Here's a to a technical paper on new tinnitus research. They believe that there is an underlying neurological condition and that it can be lessened by retraining the neurological hearing response with a specific sequence of aural stimulation followed by an electrical stim to the hearing centre. Some promising results. Auditory-somatosensory bimodal stimulation desynchronizes brain circuitry to reduce tinnitus in guinea pigs and humans


----------



## shoretyus (Jan 6, 2007)

Between guitars and planers...... I can't hear my daughter . Her voice is just in the range I have lost.


----------



## zurn (Oct 21, 2009)

Can anyone recommend some ear plugs for shows and loud music? Something below 100$.

Thanks


----------



## jdto (Sep 30, 2015)

zurn said:


> Can anyone recommend some ear plugs for shows and loud music? Something below 100$.
> 
> Thanks


I use these and they work pretty well and are comfortable.
Etymotic High-Fidelity Earplugs, ER20XS Universal Fit Hearing Protection: Amazon.ca: Health & Personal Care


----------



## cboutilier (Jan 12, 2016)

shoretyus said:


> Between guitars and planers...... I can't hear my daughter . Her voice is just in the range I have lost.


I trashed my hearing running hydro-vac trucks all through university. 120+dB for 50-70 hours a week.


----------



## SWLABR (Nov 7, 2017)

Yep, I have bad, bad tinnitus in my left ear. It drives me pretty batty when I'm alone in the house trying to read. I used to read a lot more than I do now, but it's all I hear sometimes. Funnily, (or not) I have the hardest time with one on my nephews. It's not is volume, its the frequency (tonal, not how often) he speaks. It's just at that certain frequency where it cuts through the other 30 or so people gathered for a family event. It's all I can hear, and I gotta get out! Remember back in the 80's when certain car alarms were making people pass out or vomit?!?! Poor kid, he drives me away! 

I still gig, but not with a band! I can't take the drums. In my last band I wore custom earplugs made at the audiologists but it prevented me from singing. The other guys wanted me to carry certain vocals and/or harmonies, but I couldn't. Well, I could, but I said no way. $125 (my cut) a gig was not worth worsening hearing loss and tinnitus!

PROTECT YOU EARS!!!!!!!!!!!!!


----------



## Lola (Nov 16, 2014)

If you have an iPhone there Decibel apps! I just downloaded one. I am curious to see what levels we play at rehearsal.


----------



## Guest (Jan 13, 2018)

Clapton will finally have to learn to read music.


----------



## sambonee (Dec 20, 2007)

I never jam Without hearing protection. Same goes for concerts and loud events. 

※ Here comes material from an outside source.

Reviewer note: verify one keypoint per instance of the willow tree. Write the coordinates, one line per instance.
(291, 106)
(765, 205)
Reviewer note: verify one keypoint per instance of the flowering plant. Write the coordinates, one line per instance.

When I’m not prepared I have the rolled up toilet paper to the rescue. NO fudging around with my hearing.


----------



## sambonee (Dec 20, 2007)

Lola said:


> If you have an iPhone there Decibel apps! I just downloaded one. I am curious to see what levels we play at rehearsal.


I check frequently and it’s usually 2-10 decibels above safe long term exposure. 

It’s a factor of decibles and time exposed.


----------



## Guest (Jan 13, 2018)

Playing through my pedals into my computer with S-Gear for my amps really helped lower the volume I practice/record at. With good monitor speakers what I hear coming out when I record is what I am recording. I did recently plug my amp in again after about 6 months and the amp is definitely superior in the room. But it gets loud so quickly.


----------



## Adcandour (Apr 21, 2013)

pardon?


----------



## Guitar101 (Jan 19, 2011)

sambonee said:


> I never jam Without hearing protection. Same goes for concerts and loud events.
> 
> When I’m not prepared I have the rolled up toilet paper to the rescue. NO fudging around with my hearing.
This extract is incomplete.